Even the police’s most fervent media supporters were aghast at Alsheich’s allegations – coupled with the fact that he has refused to investigate any of them. To summarize: just as the police were set to announce their recommendations, Alsheich made clear that he has a personal vendetta against Netanyahu and is prepared to overthrow his government.

Alsheich’s wild charges that Netanyahu was actively conspiring against his investigators gave credence to the allegations of bias, verging on animus, leveled against the police by Netanyahu and his supporters.

And so the parallels between the indictment of Netanyahu and the witch hunt against President Trump are remarkable. But there is a key distinction.

The U.S. is governed by a constitution that places checks and balances on the executive that extend to the permanent bureaucracy. In Israel, there are no constitutional checks on the bureaucracy. The Knesset cannot compel civil servants to appear before its committees. It cannot force civil servants to testify under oath. It cannot hold them in contempt.

After his scandalous interview last week, Likud Party lawmakers requested that Alsheich come before the relevant committee and explain his charges against Netanyahu. Although he tentatively agreed to appear this week, on Tuesday night, reporters said that Alsheich has no intention of appearing before lawmakers to answer their questions.

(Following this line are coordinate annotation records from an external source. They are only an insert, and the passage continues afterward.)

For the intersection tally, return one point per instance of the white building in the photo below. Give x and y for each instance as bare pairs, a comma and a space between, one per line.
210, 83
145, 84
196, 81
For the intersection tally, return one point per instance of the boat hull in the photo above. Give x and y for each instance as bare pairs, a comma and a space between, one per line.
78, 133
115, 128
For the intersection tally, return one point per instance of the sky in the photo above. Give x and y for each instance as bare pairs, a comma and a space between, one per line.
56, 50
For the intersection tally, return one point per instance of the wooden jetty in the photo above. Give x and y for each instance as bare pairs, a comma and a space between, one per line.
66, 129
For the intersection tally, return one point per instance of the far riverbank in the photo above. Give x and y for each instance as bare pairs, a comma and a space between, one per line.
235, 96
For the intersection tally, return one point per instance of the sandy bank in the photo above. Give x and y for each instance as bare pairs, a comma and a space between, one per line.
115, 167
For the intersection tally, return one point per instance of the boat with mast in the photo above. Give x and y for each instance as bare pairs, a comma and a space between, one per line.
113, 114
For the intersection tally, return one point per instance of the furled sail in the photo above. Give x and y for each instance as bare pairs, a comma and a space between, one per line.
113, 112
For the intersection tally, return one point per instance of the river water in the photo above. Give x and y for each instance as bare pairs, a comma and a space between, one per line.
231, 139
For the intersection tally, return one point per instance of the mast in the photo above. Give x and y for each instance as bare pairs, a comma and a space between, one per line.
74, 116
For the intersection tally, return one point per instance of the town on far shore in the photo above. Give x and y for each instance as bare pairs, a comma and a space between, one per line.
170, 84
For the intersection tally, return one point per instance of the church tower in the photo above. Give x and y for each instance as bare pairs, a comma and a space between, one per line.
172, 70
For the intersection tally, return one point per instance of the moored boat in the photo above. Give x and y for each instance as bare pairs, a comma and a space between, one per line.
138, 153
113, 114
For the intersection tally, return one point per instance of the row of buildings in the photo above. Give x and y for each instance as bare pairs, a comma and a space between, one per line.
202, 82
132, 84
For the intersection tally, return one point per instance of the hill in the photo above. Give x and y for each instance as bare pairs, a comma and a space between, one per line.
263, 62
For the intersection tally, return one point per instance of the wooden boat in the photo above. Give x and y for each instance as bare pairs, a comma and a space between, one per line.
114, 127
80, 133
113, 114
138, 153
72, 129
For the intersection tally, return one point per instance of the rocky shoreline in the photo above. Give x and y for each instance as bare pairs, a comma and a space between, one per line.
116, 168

Some commentators claimed on Tuesday night that the police deliberately threw every possible charge at Netanyahu to pressure the Attorney General into indicting him for something. The bias against Netanyahu that Alsheich revealed so extravagantly in his interview last Wednesday night, and the thousands of hours and tens of millions of shekels that the police have invested over the past 22 years in their endless pursuit of Netanyahu and his family, now stand in the balance.

If Netanyahu is cleared — and given the weakness of the charges against him, it’s hard to see how he can be indicted — then the police will lose their credibility and the public trust.

Then again, given that Israel’s elected officials have no oversight over the civil service, it could be that Alsheich and his officers don’t care.